The characters at the heart of Norman Jewison’s whimsy-infused 1994 old-fashioned rom com “Only You” have clearly watched other rom coms because we see them acting out the infamous scene from the infamous “Roman Holiday” in which Gregory Peck and Audrey Hepburn visit the Mouth of Truth. Did they watch “Roman Holiday” because they were romantics? Or were they romantics because they watched “Roman Holiday”?


When my sister visited me last month she partook in my annual viewing of my beloved “Serendipity” – a ludicrous but lovely (to me) film centered entirely around matters of fate and destiny – and this made her wonder if I had seen “Only You.” I confessed I had not and my sister expressed her bewilderment, essentially indicating that Marisa Tomei’s character was like Kate Beckinsale’s character in “Serendipity” taken up a notch. At which point I immediately threw “Only You” into the Netflix queue and moved it to the #1 spot. You had me at “Kate Beckinsale’s in ‘Serendipity’ character taken up a notch.”

Tomei, exuding a kind of hard-headed effervescence, plays the “subtly” named Faith, engaged to be married to a considerate but vanilla doctor (podiatrist) in a week’s time. She seems okay with it, until a friend of her fiancé calls to advise he cannot make the wedding and indicates his name to be Damon Bradley. See, when Faith was a precocious six, a Ouija Board proclaimed her future husband would be named Damon Bradley and a fortune teller backed this up. She has waited her whole life to find this Damon Bradley and here he is. And so she and her sister-in-law Kate (Bonnie Hunt) give chase in an epic but epically scenic journey that takes them from Venice to Rome to the Amalfi Coast.
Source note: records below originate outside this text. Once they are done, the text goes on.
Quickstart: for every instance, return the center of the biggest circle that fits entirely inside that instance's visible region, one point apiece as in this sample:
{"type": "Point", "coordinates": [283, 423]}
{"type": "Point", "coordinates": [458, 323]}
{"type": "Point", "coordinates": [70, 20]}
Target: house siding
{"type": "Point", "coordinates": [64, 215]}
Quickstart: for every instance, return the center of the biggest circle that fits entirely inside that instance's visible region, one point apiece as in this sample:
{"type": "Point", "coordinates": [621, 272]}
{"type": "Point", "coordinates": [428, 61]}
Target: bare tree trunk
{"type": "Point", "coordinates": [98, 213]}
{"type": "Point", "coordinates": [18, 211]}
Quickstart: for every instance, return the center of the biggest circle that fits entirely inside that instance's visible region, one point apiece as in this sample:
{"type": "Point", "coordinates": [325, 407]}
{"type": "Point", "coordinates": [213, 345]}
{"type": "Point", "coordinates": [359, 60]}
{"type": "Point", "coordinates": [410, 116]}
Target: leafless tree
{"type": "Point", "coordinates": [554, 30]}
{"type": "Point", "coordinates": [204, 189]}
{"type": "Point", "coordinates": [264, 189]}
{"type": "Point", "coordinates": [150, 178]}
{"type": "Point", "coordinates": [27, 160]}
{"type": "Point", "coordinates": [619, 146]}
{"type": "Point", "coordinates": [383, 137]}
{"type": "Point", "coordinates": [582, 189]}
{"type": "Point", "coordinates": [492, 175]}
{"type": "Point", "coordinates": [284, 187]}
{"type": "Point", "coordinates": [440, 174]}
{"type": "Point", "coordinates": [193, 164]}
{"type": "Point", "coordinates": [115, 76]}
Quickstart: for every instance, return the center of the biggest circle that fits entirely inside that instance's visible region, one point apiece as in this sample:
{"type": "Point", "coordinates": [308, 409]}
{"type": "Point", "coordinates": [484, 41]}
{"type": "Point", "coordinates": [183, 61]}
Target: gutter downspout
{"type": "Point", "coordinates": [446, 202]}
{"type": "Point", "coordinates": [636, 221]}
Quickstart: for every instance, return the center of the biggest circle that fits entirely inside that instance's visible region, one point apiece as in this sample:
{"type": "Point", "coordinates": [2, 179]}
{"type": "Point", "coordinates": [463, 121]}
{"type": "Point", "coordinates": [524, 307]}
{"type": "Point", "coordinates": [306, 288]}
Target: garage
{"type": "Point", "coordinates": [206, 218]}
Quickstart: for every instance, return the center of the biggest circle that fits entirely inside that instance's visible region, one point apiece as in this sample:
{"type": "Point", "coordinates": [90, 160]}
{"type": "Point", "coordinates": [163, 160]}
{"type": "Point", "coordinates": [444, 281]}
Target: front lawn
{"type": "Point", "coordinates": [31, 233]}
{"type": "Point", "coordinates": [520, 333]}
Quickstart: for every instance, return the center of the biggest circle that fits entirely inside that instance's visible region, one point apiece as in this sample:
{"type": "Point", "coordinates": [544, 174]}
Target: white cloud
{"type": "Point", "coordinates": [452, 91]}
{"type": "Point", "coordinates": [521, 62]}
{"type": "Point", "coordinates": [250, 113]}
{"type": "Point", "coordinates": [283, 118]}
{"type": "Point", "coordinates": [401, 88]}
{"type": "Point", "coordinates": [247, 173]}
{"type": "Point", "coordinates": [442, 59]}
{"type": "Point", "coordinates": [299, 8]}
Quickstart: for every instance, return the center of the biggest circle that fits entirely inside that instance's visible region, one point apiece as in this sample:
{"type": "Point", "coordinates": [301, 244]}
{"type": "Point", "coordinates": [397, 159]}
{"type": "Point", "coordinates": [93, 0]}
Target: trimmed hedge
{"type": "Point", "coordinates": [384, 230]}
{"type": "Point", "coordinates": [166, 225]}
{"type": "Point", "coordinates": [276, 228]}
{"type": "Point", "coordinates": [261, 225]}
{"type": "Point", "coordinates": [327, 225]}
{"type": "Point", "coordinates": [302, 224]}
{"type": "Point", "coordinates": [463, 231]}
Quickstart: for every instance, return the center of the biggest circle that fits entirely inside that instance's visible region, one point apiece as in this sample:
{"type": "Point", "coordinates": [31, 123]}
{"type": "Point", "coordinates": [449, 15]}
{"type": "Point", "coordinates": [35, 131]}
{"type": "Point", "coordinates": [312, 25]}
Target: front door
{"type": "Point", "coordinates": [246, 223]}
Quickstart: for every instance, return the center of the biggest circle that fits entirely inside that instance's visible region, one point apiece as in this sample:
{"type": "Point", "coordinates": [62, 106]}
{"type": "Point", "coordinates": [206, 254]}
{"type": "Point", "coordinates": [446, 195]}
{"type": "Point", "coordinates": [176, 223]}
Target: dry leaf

Perhaps it is a spoiler to say that Faith does meet Damon Bradley, although Damon Bradley may not be as much Mr. (W)Right as a romantic bloke named Peter played charmingly by Robert Downey Jr. is, but it is a spoiler of an 18 year variety which means it is in peak condition and so it cannot be withheld any longer. Ah, but as with any com worth its rom it is less about the rivelazione than breathing in the aroma of the way the rivelazione is set up and produced. For instance, is Faith, at the end of this arduous journey, finally going to say “I do”? You bet she is, but the way in which she says it is so unexpected and so sweet and so sincere, and the place that she says it and what it leads to and how it is sumptuously calibrated to shine on a light on the differences between American and Italian ideals, is perfect. And whether these differences are exaggerated or not, well, does not matter so much – and perhaps it should not matter so much since so many romantics themselves tend to exaggerate.

Indeed, that is how Peter proves himself worthy of Faith – he is just as insistently nuts as she is.

4 comments:

Lexi said...

It's true, he really is just as "insistently nuts as her". Sigh....

Nick Prigge said...

Is that really worthy of a "sigh"?

Yes. I suppose it is. Sigh....

Derek Armstrong said...

I saw this movie in the theater, and it didn't have much impact on me. Except in the following way: For some reason, my friends and I thought Fischer Stevens' character was notable in some way, so for awhile afterward we quoted him to each other as follows: "It-lee? What's my wife doing in It-lee?" We seemed fascinated that he pronounced Italy as a two-syllable word rather than a three-syllable word.

"True story," as I always say when I've just told someone something pretty boring.

Nick Prigge said...

Don't you love it when the most random items in a film stay with you for reasons you can't quite explain?